Quality management has become something of a buzz word in the past few years. While larger companies understand the need for clear systems, smaller companies sometimes make the assumption that old fashioned memos and guidelines are enough to get things done.

The concept is not entirely new, however, and in its various forms, this is something that managers have considered ever since the corporate world came into existence.

Quality Management

What does quality management really mean, and how can you use this to improve your business?

Lesson 1: The Basics

The first thing you need to know about implementing any system is that it all starts with a plan. You may decide to consider ISO standardization as a way to develop your processes, or you might choose something like document control to create and organize your various plans and procedures.

Improvement steps could begin with an updated company guideline and objectives, or you may completely change the way that your company operates.

Once you have an idea of your goals, the planning process can begin.

Lesson 2: Determine Roles and Tasks

What will be needed for your newly updated objectives and guidelines to be put into action? You may need employee training to get your staff up to speed with a new customer service process. You may need to change your approach to competency or non-conformance.

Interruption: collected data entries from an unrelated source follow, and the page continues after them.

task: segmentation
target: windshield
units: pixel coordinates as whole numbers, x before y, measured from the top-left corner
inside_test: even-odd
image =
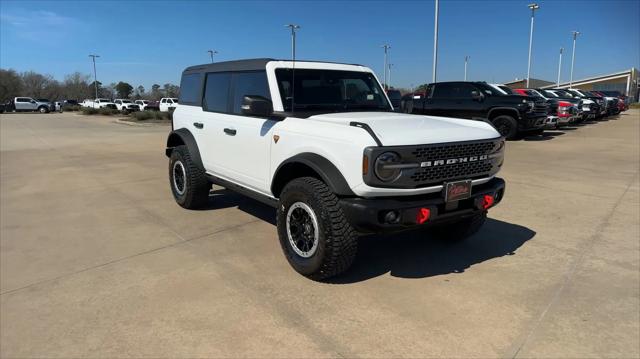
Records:
[[[524,93],[527,94],[527,96],[532,96],[532,97],[544,97],[542,96],[539,92],[537,92],[536,90],[529,90],[529,89],[525,89]]]
[[[122,103],[131,103],[131,100],[122,100]]]
[[[511,90],[511,88],[509,88],[509,87],[507,87],[507,86],[499,85],[498,87],[499,87],[502,91],[504,91],[504,92],[508,93],[509,95],[515,95],[515,94],[513,93],[513,90]]]
[[[291,89],[293,71],[277,69],[276,78],[285,112],[391,111],[391,107],[369,72],[338,70],[295,70],[295,91]],[[292,96],[293,95],[293,96]]]
[[[551,96],[551,97],[560,97],[558,96],[557,93],[551,91],[551,90],[543,90],[543,92],[547,95],[547,96]]]

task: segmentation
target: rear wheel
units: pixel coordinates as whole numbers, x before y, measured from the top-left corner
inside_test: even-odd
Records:
[[[189,148],[185,145],[171,151],[169,183],[173,198],[181,207],[197,209],[209,200],[211,183],[207,181],[204,169],[193,162]]]
[[[280,195],[277,222],[282,250],[298,273],[322,280],[353,263],[356,232],[322,181],[302,177],[289,182]]]
[[[40,113],[47,113],[49,109],[46,106],[40,106],[38,107],[38,111],[40,111]]]
[[[508,140],[512,140],[518,135],[518,123],[511,116],[497,116],[491,120],[491,123],[493,127]]]

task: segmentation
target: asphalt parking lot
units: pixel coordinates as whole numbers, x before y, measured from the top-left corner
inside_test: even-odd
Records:
[[[470,240],[360,241],[317,283],[275,213],[178,207],[168,126],[0,115],[0,356],[640,356],[640,113],[507,144]]]

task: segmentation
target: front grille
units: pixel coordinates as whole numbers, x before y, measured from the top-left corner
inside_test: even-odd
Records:
[[[409,178],[416,187],[433,185],[457,179],[476,179],[490,175],[495,169],[495,160],[478,160],[493,153],[502,144],[502,139],[459,144],[438,144],[416,147],[411,151],[418,162],[444,160],[445,164],[417,168]],[[467,161],[447,164],[447,160],[464,158]],[[475,160],[474,160],[475,158]]]
[[[492,167],[492,163],[485,161],[430,167],[416,171],[416,173],[411,176],[411,179],[414,182],[436,182],[438,180],[476,178],[490,172]]]
[[[465,143],[459,145],[439,145],[417,147],[411,152],[417,159],[439,160],[443,158],[454,158],[461,156],[480,156],[491,152],[496,146],[494,141]]]
[[[549,105],[545,102],[536,102],[533,106],[533,112],[546,114],[549,111]]]

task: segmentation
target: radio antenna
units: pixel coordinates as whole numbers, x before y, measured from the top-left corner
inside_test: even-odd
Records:
[[[291,113],[294,113],[296,110],[296,30],[300,28],[300,25],[289,24],[284,27],[291,29]]]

Each member of your team will have certain roles and tasks set out for them, and each of these roles and tasks needs to be documented as part of your quality management master plan. Adding a checklist will also help you keep track of actions and roles.

Lesson 3: Implementation

This is the part where things are put into place. Is each employee implanting their responsibilities and tasks? Are your new systems being incorporated into your operations? Are your objectives still aligned with each process and action?

You may need to make changes to your processes during the action phase, and you will also need to keep a record of each task. This will help you monitor things in order to complete the final stage.

Lesson 4: Learning and Improving

The final lesson is one of learning and understanding. Has everything worked out according to your plan? Are there any tasks or steps that could be improved? Has your customer service and overall operations seen any improvement?

Get customer feedback and staff feedback. Go back to those objectives again. Perform audits and monitor each part of the processes you have put into place.

Don’t make the mistake of thinking that implementing a quality management system is easy or something you can do overnight. It takes time but the results that you will see when the system is up and running are always worth the time spent developing it.

From a financial perspective, you should also experience an excellent ROI on the time and effort invested in developing and improving the system.